Global cross-border bank credit expands 11%, highest since 2008
Global cross-border bank credit expanded by 11 percent year-on-year in 2025, reaching its highest annual growth rate since Q1 2008. The Bank for International Settlements (BIS) reported that credit to emerging market and developing economies (EMDEs) also saw robust expansion.
Strongest growth in 17 years
Global cross-border bank claims surged by $994 billion in the fourth quarter of 2025, pushing the total outstanding stock to $46 trillion.
Cross-border bank credit expanded by $656 billion in Q4 2025, achieving an 11 percent annual growth rate for 2025 – the highest since Q1 2008.
The outstanding stock of credit reached $38.1 trillion by year-end.
This expansion was primarily fueled by cross-border bank loans, which increased by $584 billion.
Meanwhile, banks' holdings of debt securities also saw rapid growth, maintaining a 12 percent year-on-year growth rate in Q4 2025.
The importance of non-major currencies in cross-border credit has grown, especially for borrowers in emerging market and developing economies (EMDEs), where their share rose from 21 percent in 2019 to 29 percent in 2025.
Regional credit dynamics and currency flows
Cross-border bank credit to emerging market and developing economies (EMDEs) expanded by $42 billion in Q4 2025, bringing its annual growth rate to 7 percent.
This growth was particularly strong in Emerging Europe (26 percent) and Africa and the Middle East (16 percent).

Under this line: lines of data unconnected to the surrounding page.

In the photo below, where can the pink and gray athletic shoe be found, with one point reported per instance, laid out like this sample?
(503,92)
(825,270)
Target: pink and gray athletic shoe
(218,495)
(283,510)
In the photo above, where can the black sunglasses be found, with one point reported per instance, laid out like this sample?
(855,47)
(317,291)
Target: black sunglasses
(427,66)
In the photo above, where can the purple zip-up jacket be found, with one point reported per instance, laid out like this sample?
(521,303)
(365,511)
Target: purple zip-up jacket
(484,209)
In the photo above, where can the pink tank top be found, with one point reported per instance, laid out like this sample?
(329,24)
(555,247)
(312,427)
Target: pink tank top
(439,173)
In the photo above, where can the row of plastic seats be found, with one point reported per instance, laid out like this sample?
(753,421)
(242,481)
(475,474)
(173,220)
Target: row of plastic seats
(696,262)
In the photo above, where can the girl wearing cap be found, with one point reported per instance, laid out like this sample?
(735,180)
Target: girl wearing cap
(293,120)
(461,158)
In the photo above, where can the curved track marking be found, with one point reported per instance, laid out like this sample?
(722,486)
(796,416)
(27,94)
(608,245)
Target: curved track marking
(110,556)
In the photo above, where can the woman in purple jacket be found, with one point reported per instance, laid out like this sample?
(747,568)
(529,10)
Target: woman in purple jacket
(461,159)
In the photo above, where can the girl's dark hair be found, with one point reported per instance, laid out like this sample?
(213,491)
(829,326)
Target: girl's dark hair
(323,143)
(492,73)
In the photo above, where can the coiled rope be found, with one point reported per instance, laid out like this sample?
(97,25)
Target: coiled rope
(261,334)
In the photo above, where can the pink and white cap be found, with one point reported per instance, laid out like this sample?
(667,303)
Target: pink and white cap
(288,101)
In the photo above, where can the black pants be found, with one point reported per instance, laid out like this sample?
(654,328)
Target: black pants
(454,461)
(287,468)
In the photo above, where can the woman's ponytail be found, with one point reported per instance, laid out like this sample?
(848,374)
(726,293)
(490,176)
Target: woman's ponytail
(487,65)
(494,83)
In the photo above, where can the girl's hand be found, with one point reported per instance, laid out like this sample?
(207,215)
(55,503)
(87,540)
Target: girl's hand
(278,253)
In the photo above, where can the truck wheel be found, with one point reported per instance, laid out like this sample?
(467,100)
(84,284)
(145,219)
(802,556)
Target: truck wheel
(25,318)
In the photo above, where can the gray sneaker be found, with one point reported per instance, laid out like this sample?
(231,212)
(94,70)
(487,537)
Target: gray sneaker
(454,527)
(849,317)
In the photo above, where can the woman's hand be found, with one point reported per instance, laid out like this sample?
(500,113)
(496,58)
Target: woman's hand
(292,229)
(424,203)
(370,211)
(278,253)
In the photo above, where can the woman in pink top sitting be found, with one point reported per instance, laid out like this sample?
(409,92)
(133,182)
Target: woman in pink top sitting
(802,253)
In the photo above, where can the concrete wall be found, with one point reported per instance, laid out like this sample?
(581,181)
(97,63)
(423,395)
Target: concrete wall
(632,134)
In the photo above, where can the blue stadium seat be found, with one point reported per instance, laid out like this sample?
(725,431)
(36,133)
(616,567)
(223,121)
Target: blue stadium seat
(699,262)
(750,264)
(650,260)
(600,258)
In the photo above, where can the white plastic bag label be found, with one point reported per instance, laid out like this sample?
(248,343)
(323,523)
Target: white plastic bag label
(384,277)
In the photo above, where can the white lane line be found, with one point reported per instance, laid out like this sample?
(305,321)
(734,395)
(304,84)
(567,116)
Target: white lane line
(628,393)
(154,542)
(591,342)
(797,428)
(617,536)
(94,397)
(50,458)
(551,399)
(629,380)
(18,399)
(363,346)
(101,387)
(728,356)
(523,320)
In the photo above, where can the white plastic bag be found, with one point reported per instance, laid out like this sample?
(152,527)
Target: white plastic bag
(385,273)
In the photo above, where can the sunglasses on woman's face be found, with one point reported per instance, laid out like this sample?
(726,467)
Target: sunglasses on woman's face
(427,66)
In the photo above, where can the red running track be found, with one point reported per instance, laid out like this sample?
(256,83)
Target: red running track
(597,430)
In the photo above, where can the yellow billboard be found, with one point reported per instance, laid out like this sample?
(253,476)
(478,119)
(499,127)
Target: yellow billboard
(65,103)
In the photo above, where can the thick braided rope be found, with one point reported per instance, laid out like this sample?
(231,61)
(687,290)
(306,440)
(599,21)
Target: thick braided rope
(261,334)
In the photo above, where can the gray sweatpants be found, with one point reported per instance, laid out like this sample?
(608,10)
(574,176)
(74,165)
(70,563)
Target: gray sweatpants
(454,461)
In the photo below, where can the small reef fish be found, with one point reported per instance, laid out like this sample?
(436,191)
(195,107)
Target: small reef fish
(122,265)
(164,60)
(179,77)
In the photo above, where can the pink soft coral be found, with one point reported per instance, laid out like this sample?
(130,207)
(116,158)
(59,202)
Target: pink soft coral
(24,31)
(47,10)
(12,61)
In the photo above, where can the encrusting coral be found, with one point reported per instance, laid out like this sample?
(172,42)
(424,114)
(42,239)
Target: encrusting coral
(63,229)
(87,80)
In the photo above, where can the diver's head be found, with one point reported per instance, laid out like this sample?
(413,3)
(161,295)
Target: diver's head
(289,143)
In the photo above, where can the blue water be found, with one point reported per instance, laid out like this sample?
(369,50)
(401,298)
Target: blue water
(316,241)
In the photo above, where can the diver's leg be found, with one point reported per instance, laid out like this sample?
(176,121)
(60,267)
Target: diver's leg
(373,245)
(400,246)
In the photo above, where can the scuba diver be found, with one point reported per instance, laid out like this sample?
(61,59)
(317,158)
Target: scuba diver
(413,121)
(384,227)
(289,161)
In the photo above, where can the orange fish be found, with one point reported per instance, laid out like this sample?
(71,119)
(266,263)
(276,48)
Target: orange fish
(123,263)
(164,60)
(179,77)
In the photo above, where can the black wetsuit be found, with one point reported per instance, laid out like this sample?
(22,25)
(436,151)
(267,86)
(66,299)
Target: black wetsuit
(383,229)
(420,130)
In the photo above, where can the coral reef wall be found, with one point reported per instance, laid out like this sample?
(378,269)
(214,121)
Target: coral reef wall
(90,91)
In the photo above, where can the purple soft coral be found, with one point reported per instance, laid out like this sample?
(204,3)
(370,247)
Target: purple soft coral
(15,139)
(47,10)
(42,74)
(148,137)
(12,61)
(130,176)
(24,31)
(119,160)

In contrast, credit to China and the rest of emerging Asia and Pacific contracted.
The report also highlights robust growth in foreign currency credit to non-bank borrowers.
US dollar credit expanded 8.5 percent year-on-year to $14.3 trillion, and euro credit grew 11 percent to €4.9 trillion by end-2025.
Both currencies saw significant expansion in EMDEs, with euro-denominated credit to EMDEs nearly doubling over the past decade.
Global liquidity's surprising strength
The robust expansion in cross-border bank credit, especially to EMDEs, signals a surprising resilience in global liquidity despite tighter global financial conditions.
This sustained growth, particularly in non-major currencies, points to evolving funding dynamics and potentially reduced reliance on traditional reserve currencies.
However, the uneven regional credit distribution and contractions in key Asian economies highlight emerging fault lines for financial stability.